The resolution was sponsored by U.S. Senators Merkley, Marco Rubio (R-FL), Dick Durbin (D-IL), Susan Collins (R-ME), Dianne Feinstein (D-CA), Todd Young (R-IL), Ben Cardin (D-MD), Thom Tillis (R-NC), Elizabeth Warren (D-MA), Tim Kaine (D-VA), Chris Van Hollen (D-MD), Sherrod Brown (D-OH), Edward J. Markey (D-MA), and Ron Wyden (D-OR), along with Senators Bernie Sanders (I-VT), Patty Murray (D-WA), Chris Coons (D-DE), Amy Klobuchar (D-MN), Catherine Cortez Masto (D-NV), Brian Schatz (D-HI), Kamala Harris (D-CA), and Tina Smith (D-MN).

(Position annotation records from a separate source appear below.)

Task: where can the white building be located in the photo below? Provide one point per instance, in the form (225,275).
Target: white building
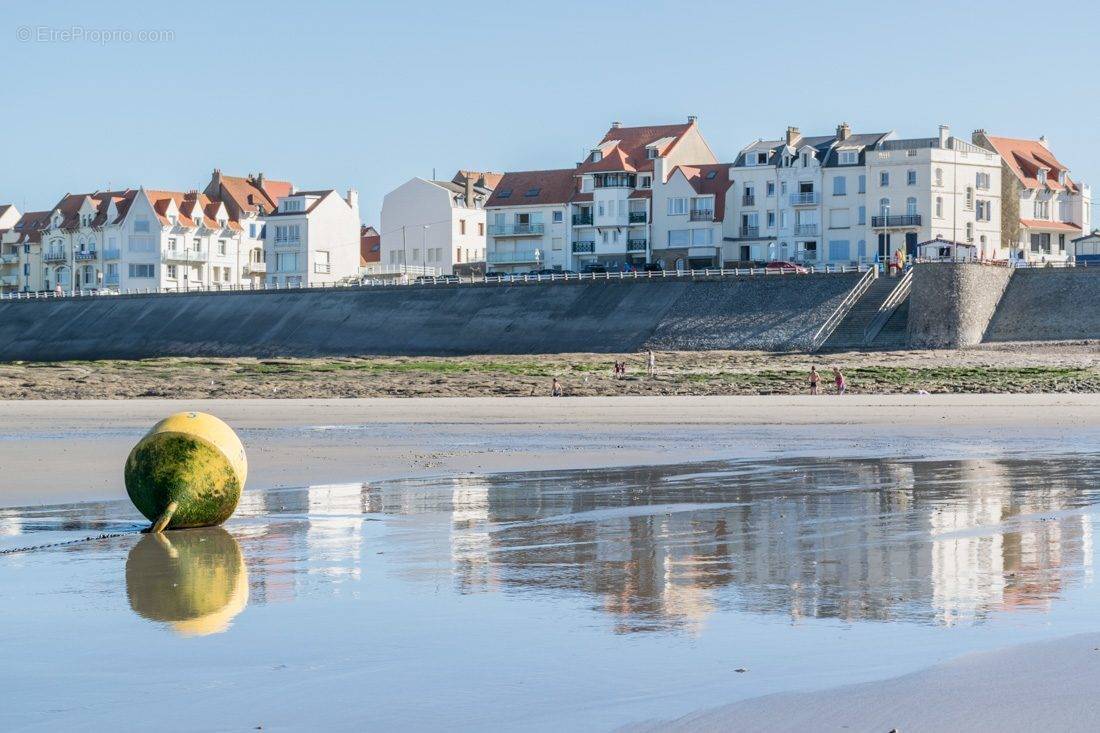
(1044,209)
(529,221)
(437,227)
(848,198)
(311,239)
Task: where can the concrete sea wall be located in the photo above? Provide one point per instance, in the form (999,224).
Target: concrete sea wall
(774,313)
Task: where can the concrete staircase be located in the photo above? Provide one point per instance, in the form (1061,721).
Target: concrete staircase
(850,332)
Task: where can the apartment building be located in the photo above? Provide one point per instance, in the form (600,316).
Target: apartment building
(437,226)
(312,239)
(848,198)
(613,208)
(1043,208)
(529,221)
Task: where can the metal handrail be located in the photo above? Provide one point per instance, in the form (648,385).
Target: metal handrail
(897,296)
(842,310)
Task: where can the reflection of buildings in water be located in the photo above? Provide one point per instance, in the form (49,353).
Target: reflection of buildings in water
(193,580)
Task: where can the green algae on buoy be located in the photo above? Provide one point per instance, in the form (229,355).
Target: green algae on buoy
(188,471)
(195,581)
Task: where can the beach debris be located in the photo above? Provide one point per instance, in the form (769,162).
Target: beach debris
(188,471)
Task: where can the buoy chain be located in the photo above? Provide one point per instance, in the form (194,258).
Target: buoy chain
(33,548)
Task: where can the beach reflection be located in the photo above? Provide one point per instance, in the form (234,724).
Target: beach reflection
(193,580)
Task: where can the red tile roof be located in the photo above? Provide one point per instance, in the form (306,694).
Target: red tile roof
(1051,226)
(700,178)
(628,151)
(547,187)
(1026,156)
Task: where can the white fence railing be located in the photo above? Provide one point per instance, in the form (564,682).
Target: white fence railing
(454,280)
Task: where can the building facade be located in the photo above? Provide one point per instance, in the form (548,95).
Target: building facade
(437,227)
(1044,208)
(851,198)
(312,239)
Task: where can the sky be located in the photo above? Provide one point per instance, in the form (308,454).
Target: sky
(366,96)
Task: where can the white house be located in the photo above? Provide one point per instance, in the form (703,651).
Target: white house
(437,227)
(847,198)
(1044,209)
(529,221)
(311,239)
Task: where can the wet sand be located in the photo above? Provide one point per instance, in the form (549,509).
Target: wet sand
(64,450)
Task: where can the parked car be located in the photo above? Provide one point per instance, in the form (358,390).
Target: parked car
(787,267)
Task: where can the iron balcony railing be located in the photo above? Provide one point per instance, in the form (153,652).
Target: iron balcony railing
(897,220)
(516,230)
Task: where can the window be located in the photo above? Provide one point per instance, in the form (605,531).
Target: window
(839,249)
(679,237)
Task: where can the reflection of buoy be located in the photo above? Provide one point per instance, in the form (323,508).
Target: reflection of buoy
(195,581)
(188,471)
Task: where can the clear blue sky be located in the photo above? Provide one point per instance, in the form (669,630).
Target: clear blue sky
(369,95)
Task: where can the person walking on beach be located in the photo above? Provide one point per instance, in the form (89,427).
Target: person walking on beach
(838,378)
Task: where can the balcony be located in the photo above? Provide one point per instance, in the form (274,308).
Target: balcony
(899,220)
(516,230)
(510,258)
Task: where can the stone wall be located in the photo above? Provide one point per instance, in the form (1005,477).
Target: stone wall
(952,303)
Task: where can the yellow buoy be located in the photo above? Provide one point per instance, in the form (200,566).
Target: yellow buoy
(188,471)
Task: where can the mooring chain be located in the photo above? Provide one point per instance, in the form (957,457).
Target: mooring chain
(34,548)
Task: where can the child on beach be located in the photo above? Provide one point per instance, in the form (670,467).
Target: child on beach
(838,378)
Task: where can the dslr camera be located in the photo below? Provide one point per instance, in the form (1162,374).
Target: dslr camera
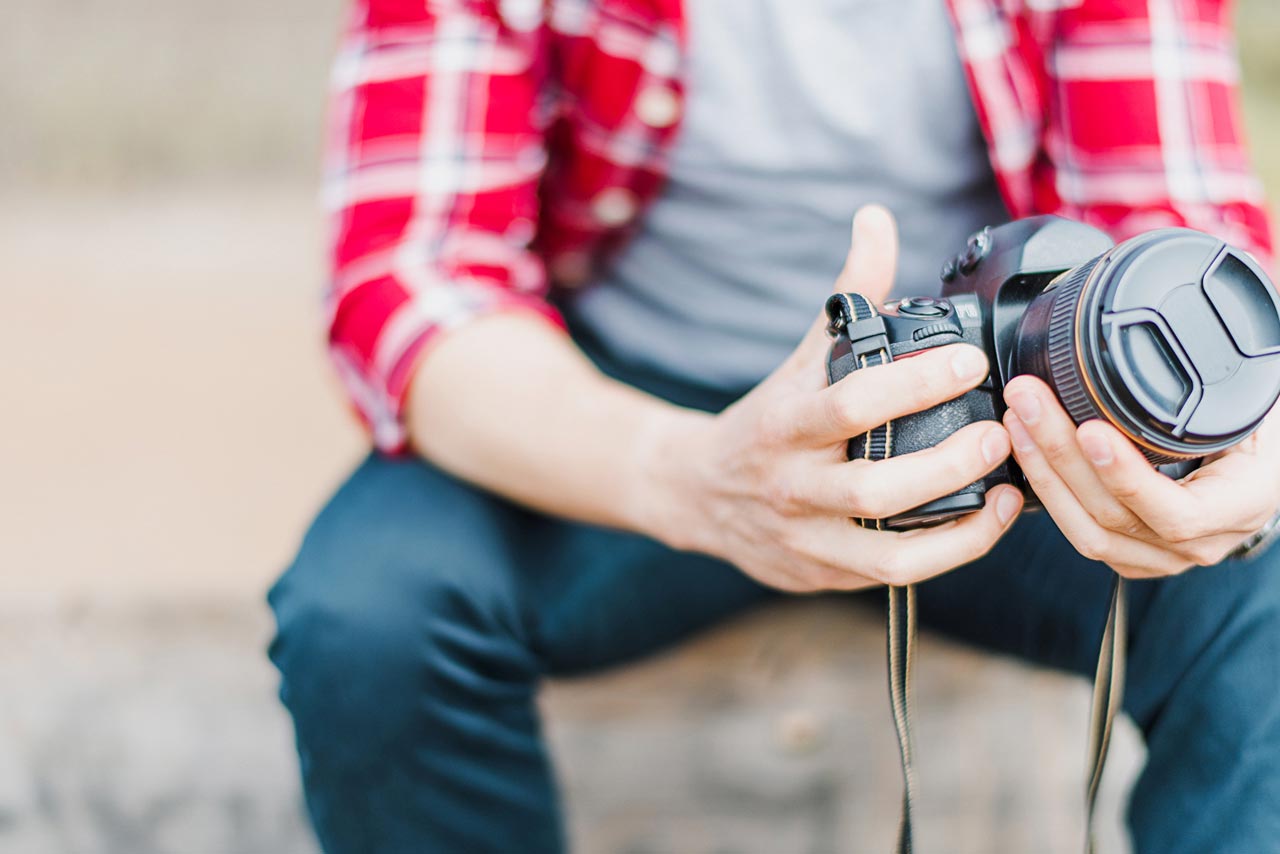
(1173,337)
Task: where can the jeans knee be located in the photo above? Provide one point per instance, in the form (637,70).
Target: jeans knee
(384,624)
(1207,651)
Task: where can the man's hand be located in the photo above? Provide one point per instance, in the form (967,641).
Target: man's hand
(766,484)
(1115,507)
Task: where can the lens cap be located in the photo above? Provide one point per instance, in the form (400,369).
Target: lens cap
(1185,339)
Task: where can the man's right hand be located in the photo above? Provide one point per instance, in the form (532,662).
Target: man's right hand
(766,484)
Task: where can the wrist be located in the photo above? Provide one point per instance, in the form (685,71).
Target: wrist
(666,476)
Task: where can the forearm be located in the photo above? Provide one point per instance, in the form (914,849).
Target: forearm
(510,403)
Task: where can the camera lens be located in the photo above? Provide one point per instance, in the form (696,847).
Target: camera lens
(1173,337)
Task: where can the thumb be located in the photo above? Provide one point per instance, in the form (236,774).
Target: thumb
(872,260)
(869,269)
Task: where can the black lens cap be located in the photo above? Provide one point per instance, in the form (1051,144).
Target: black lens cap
(1185,338)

“It has been more than a year and a half since the Burmese military began its scorched-earth campaign against the Rohingya,” said Merkley. “Burma’s human rights violations and persecution of a free press are hallmarks of authoritarian rule, not a fledgling democracy. We cannot allow this to stand. The plain truth is that Wa Lone and Kyaw Soe Oo were prosecuted not for committing any crimes, but simply for doing their jobs. We hope the entire Senate will join us in pressing for full transparency and accountability on the Rohingya crisis, ensuring that any repatriation of the Rohingya is safe and voluntary, and calling for the immediate release of these brave journalists.”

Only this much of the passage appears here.